Suggested improvements:

  • Provide more specific and relevant labels for:
    • BBQ, [Cup of] BBQ sauce, Kaydos, sliced melon, crab cake, spring rolls, bagel, minestrone, bottle of wine, olives and pesto
  • Fix (cultural) misrepresentations:
    • Rice, Kaydos and Crab Cakes are not ice cream, sliced melon is not a banana, spring rolls are not sausages, rice is not oatmeal;
    • A Thali (Indian serving plate) in an image possibly skews Yemeni food results towards Indian food results.
  • Understand the limits of IR systems and think about the consequences of these limits:
    • Can we expect IR systems to distinguish between similar dishes of different countries without further context or input?
    • Can we expect IR systems to detect if, for example, a meal is gluten or sugar free simply based on an image without further context or input?

Update: 17/06

So far, I’ve tested the systems on food from BelgiumMyanmarVietnam and Malaysia (9 meals and 11 images). With these admittedly limited samples, I wanted to write an interim conclusion to make the results of the project easily digestible.

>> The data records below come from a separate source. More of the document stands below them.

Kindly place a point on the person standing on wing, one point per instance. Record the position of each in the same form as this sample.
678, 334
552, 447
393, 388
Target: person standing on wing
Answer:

Thus far, the results have been disappointing to very disappointing. Object detection consistently failed across the four systems. The systems labeled the images better, though these labels also often included too general or irrelevant descriptions.

In some cases, these descriptions culturally misrepresented (e.g. mistake the country or culture of the dish) the food, which could be controversial in some contexts. In one instance, “Chicken” was described as “Beef”, which in some contexts could disadvantage people from certain religions. In another instance, “Mock Meat” was labeled as “Meat”, which could similarly disadvantage people from certain religions as well as vegetarians/vegans.

Note: all numbers on this page are only from detections and labels of 80%+ confidence level, for lower confidence levels see the countries’ individual analyses.